Die US-Notenbank Fed hatte vergangenen Donnerstag 180 Mrd. Dollar den anderen Notenbanken bereitgestellt, damit diese die Nachfrage der Banken nach Zentralbankgeld stillen können.

Der Geldmarkt war nach dem Kollaps der US-Investmentbank Lehman Brothers so gut wie zusammengebrochen. Untereinander liehen sich die Kreditinstitute Dollar zeitweise zu Zinsen, die deutlich über dem Fed-Leitzins liegen.

Inzwischen hat sich die Situation zum Teil wieder etwas entspannt. Allerdings seien die Zinsen im Interbankenhandel weiterhin höher als normal, sagte Dresdner-Bank-Experte Thomas Hofmann. «Die Bereitschaft, sich Geld zu leihen, ist immer noch eingeschränkt.»

Gemischte Nachfrage

Die Nachfrage nach den Zentralbank-Dollar war am Montag gemischt. In Grossbritannien reichten mehr Banken Gebote ein; mit gut 26 Mrd. Dollar wurden zwei Drittel des gesamten Volumens ausgegeben, nachdem es vergangenen Woche noch ein Drittel bis die Hälfte waren.

Die SNB teilte 10 Mrd. Dollar zu. Bei der EZB gingen dagegen weniger Gebote ein als vergangene Woche. Allerdings war der Schnelltender mit einem Volumen von 40 Mrd. Dollar immer noch um mehr als das Doppelte überzeichnet.

Zudem deuteten sich Verspannungen am Euro-Geldmarkt an: Die Banken der Euro-Zone griffen am Wochenende zudem auf deutlich mehr hochverzinstes Zentralbank-Geld als üblich zurück, um akute Engpässe zu vermeiden.

Die Bank von Japan will bis zu 30 Mrd. Dollar für einen Monat ausgeben; das wäre der erste Dollar-Tender in der Geschichte der Notenbank. Zentralbank-Chef Masaaki Shirakawa hatte den Schritt damit begründet, dass eine geringere Liquidität im Dollar-Geldmarkt auch den Yen-Geldmarkt in Mitleidenschaft ziehen könnte.
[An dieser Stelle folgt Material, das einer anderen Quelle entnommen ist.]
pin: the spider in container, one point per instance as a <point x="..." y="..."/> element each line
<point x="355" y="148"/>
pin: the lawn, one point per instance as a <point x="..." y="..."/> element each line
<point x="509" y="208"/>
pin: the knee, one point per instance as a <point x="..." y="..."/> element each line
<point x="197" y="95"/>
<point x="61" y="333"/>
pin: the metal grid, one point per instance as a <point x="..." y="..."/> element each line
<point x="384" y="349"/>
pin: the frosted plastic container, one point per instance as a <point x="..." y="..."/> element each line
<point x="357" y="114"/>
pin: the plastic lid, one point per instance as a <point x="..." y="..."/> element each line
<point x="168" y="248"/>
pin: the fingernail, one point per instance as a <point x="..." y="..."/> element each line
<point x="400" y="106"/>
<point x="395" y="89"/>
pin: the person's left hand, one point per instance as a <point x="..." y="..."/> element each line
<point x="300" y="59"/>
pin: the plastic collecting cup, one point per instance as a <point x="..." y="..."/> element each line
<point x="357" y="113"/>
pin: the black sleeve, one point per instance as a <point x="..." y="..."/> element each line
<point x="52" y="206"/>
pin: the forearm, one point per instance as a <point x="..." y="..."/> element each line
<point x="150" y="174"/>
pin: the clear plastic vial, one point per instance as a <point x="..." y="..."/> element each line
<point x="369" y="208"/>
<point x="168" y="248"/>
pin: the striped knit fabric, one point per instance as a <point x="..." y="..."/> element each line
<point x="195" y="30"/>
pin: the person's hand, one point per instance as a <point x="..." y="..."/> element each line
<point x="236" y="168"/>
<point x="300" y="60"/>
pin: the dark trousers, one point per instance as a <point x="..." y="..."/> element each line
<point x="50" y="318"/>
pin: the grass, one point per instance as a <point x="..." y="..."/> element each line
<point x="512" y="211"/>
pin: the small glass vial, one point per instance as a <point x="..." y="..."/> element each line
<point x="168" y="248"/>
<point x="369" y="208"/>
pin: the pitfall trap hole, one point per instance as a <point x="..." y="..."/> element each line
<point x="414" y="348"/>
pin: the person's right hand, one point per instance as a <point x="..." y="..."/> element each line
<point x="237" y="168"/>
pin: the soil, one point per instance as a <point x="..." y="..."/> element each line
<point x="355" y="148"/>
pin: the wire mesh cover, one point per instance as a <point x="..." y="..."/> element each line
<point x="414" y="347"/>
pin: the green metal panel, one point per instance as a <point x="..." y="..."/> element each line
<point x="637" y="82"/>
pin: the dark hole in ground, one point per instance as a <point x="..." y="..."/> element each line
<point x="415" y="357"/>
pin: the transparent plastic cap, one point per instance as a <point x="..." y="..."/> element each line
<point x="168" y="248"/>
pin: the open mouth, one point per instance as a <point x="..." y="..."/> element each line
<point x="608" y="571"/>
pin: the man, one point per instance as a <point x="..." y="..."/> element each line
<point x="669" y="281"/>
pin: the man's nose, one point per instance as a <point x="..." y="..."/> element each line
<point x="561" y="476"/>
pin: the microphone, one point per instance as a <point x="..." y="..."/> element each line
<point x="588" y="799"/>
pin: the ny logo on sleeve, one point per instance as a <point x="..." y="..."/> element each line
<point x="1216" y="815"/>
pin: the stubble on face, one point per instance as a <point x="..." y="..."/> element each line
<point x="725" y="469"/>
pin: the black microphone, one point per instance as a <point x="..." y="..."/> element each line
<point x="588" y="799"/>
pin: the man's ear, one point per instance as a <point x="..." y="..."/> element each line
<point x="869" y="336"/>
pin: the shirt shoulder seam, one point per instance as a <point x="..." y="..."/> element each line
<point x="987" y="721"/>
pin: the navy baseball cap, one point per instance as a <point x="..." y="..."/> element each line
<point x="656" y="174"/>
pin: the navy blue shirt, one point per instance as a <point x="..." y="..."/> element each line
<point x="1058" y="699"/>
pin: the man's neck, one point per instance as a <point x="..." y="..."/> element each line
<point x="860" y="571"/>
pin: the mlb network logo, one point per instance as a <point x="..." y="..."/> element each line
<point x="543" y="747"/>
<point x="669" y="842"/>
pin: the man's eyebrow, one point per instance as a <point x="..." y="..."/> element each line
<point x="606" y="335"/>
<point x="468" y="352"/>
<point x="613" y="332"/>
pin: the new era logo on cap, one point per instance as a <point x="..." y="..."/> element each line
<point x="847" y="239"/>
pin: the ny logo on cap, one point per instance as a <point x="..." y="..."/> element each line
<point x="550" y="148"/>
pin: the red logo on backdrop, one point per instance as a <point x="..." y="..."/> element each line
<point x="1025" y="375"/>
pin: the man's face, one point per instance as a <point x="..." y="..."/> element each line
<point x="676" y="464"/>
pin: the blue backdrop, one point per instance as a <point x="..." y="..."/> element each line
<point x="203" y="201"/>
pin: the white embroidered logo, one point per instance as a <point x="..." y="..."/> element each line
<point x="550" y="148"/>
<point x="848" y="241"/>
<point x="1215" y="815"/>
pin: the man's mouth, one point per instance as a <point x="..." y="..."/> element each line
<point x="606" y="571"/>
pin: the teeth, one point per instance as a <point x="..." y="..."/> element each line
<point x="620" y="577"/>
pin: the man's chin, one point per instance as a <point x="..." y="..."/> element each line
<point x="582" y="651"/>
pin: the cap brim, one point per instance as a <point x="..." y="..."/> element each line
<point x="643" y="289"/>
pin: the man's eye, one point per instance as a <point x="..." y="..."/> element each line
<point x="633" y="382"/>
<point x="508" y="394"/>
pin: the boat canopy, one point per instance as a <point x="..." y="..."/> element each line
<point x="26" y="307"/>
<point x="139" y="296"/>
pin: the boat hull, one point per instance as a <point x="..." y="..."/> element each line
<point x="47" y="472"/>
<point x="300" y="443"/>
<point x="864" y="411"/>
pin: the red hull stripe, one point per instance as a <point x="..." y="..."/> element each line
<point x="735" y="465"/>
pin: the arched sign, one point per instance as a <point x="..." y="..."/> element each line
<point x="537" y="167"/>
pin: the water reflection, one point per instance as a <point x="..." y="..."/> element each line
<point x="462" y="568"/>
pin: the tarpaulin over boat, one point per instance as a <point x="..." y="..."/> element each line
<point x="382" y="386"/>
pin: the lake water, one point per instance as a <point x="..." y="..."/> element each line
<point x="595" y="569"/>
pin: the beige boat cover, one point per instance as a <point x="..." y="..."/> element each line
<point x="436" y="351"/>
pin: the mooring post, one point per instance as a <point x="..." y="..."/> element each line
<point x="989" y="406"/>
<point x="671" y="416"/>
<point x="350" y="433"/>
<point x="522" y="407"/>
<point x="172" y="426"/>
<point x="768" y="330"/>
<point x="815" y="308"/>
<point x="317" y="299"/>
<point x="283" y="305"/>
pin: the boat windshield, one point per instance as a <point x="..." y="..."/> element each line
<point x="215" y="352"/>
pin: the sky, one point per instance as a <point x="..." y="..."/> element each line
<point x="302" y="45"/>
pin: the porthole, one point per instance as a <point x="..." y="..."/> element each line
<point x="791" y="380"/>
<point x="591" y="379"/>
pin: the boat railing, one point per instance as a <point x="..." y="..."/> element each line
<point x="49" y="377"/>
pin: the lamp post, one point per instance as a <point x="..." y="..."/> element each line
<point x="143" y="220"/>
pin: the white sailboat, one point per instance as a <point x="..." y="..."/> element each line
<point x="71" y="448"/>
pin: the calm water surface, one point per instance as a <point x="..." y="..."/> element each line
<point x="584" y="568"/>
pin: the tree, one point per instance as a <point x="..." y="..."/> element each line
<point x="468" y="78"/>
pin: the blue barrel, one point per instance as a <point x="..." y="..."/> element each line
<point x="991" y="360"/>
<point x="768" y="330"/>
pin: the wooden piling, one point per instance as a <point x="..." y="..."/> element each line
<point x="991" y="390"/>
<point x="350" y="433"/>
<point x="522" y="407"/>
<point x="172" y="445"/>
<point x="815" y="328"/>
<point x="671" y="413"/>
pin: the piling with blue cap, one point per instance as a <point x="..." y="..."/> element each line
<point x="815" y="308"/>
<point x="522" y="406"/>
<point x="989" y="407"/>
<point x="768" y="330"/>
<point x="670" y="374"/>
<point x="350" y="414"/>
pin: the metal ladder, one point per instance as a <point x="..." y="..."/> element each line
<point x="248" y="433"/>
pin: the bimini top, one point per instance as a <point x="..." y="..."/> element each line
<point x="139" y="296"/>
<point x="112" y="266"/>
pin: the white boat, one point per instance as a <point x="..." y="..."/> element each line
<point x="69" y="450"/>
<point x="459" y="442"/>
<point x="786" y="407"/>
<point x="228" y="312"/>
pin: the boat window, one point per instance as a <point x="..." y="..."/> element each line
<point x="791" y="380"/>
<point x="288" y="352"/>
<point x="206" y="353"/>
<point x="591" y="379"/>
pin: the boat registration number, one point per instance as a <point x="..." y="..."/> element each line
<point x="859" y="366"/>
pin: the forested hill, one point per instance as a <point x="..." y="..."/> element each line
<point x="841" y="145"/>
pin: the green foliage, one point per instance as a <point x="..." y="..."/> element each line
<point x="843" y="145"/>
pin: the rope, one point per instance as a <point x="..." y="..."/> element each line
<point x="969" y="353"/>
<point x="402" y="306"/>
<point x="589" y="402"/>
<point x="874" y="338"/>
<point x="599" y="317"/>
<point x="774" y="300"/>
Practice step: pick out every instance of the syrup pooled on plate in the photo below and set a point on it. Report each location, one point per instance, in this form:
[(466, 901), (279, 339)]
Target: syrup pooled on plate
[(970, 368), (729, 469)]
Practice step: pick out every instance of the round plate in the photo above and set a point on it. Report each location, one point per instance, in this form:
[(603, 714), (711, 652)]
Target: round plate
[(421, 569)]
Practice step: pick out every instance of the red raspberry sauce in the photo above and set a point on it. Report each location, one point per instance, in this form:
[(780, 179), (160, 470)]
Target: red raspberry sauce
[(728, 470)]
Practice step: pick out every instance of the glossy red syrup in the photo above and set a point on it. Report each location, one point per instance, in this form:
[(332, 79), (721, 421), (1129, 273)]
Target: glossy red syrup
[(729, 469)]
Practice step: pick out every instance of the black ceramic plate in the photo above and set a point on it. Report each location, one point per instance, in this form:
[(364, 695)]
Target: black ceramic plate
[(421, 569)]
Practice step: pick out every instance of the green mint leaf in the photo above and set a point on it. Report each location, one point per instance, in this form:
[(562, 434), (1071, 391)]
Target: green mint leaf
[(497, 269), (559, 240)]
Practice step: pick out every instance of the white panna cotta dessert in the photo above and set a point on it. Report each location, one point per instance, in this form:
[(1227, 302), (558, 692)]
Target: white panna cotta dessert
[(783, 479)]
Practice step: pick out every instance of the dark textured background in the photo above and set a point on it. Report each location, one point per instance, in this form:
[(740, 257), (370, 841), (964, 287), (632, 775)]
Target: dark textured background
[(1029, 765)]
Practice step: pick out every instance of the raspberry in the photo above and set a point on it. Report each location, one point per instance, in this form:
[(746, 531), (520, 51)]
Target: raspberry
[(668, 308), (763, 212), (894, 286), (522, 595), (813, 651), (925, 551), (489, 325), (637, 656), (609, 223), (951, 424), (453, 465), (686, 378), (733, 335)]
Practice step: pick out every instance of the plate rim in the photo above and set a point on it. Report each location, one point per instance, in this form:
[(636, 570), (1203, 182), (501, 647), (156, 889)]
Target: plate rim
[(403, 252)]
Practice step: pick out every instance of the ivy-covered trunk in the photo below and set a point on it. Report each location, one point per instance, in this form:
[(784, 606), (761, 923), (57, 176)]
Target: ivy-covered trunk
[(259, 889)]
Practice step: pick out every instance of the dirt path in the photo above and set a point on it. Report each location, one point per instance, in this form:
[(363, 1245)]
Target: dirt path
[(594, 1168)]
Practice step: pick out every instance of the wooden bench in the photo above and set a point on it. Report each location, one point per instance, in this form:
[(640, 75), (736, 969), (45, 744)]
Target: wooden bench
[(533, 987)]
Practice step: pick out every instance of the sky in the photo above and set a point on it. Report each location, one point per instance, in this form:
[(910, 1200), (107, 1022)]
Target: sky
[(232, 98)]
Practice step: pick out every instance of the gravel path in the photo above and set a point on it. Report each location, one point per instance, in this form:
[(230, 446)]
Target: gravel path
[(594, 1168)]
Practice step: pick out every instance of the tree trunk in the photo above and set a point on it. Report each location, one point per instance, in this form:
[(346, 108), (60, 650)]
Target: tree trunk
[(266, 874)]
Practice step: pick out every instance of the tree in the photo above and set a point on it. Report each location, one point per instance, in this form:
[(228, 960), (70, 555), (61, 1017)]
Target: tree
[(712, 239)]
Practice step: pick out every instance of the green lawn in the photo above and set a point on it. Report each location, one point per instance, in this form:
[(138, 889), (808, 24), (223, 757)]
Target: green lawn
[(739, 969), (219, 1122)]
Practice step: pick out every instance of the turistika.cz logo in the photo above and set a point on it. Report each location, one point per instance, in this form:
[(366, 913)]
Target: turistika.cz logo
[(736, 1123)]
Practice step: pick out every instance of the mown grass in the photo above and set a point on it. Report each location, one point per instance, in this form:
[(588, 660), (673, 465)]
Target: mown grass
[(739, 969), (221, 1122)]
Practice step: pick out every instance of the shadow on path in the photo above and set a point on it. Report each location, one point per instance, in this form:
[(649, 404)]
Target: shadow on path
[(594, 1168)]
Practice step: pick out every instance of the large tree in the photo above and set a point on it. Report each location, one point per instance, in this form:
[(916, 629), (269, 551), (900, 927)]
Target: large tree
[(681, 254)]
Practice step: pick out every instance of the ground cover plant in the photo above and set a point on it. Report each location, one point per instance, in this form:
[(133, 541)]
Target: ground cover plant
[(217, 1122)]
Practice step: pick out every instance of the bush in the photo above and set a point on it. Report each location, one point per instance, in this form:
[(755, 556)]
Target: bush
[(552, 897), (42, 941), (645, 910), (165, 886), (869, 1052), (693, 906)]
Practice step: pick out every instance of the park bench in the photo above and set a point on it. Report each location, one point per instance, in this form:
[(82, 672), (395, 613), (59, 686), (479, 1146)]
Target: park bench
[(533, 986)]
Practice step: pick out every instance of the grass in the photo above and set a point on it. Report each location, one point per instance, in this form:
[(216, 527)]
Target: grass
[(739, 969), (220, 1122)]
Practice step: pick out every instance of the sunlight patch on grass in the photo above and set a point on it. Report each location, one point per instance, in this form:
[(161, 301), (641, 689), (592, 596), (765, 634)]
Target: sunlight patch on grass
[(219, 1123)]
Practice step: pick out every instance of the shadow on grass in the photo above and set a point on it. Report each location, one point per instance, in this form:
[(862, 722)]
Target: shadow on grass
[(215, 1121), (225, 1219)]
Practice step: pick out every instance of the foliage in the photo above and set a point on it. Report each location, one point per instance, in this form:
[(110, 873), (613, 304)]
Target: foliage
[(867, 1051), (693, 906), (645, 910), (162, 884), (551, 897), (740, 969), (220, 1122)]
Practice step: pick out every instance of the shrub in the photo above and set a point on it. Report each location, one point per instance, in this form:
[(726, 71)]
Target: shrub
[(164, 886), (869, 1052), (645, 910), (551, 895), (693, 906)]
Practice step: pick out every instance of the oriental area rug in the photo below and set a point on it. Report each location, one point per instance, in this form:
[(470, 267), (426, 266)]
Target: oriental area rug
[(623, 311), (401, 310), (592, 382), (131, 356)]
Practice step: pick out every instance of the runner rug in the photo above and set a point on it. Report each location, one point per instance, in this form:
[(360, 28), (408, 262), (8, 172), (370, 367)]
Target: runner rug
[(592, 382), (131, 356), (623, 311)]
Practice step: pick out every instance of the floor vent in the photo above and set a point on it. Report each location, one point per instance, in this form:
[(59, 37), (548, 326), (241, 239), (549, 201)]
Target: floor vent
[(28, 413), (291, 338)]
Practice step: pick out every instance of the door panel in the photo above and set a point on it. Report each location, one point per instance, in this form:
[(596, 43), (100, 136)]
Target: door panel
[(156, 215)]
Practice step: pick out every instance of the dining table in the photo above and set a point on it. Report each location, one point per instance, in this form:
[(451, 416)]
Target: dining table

Auch in anderen Ländern griffen die Notenbanken ein, um den Geldmarkt zu stützen. So stellte die Notenbank der Vereinigten Arabischen Emirate umgerechnet 13,6 Mrd. Dollar bereit. In Russland pumpte die Regierung umgerechnet 13 Mrd. Dollar in den Markt. So soll nach dem Zusammenbruch des Aktienmarktes vergangene Woche die Liquidität im Bankensektor gestützt werden.